Selon le service de presse de la formation politique, Medvedev a accusé les pays occidentaux d'adopter une approche purement utilitariste à l'égard de l'Arménie. D'après lui, les États européens ne considèrent cette république que comme un instrument de leur confrontation avec la Russie, sans se soucier du bien-être du peuple arménien.
Il a également affirmé que les partenaires occidentaux cherchent délibérément à écarter de la scène politique arménienne toutes les forces favorables au maintien et au développement de relations bilatérales saines entre Moscou et Erevan.

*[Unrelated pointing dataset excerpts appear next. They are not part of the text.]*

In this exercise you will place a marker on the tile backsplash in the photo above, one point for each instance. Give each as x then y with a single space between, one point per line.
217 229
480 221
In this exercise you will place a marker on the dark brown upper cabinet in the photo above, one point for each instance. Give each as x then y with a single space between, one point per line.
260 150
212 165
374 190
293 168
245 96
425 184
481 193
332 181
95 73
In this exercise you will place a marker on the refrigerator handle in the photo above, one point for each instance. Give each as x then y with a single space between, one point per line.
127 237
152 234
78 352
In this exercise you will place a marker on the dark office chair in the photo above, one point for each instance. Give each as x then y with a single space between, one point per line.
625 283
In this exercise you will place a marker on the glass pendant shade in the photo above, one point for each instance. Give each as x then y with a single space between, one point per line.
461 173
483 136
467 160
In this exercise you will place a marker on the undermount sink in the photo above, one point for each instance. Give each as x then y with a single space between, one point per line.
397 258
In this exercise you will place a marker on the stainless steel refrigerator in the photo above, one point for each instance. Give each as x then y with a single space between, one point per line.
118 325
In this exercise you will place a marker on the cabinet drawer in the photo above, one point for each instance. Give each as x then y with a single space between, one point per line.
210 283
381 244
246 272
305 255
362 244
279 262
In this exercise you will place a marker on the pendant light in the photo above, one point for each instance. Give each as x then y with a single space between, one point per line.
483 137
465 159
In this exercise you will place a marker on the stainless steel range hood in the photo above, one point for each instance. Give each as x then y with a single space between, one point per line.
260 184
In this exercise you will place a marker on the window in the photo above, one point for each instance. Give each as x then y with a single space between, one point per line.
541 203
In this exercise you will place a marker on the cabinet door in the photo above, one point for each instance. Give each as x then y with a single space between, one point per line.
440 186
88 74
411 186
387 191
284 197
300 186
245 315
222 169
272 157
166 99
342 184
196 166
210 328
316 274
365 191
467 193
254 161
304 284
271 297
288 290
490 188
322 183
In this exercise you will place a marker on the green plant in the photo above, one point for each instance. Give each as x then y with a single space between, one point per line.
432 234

Le responsable russe a en outre estimé que les pays européens ne se préoccupent aucunement des répercussions qu'aurait, sur le niveau de vie des citoyens ordinaires, la rupture de liens bâtis au fil des décennies. Parmi les exemples de ce qu'il qualifie d'influence extérieure destructrice, Medvedev a cité l'ingérence directe de l'Occident dans la récente campagne électorale en Arménie, la mise sous contrôle direct de l'appareil d'État, ainsi que les poursuites politiques engagées contre le dirigeant du parti d'opposition Arménie prospère, Gagik Tsaroukian.
En conclusion, le vice-président du Conseil de sécurité a souligné que la Russie jugerait les véritables intentions des autorités arméniennes actuelles uniquement à l'aune de leurs actes et de leurs décisions concrètes.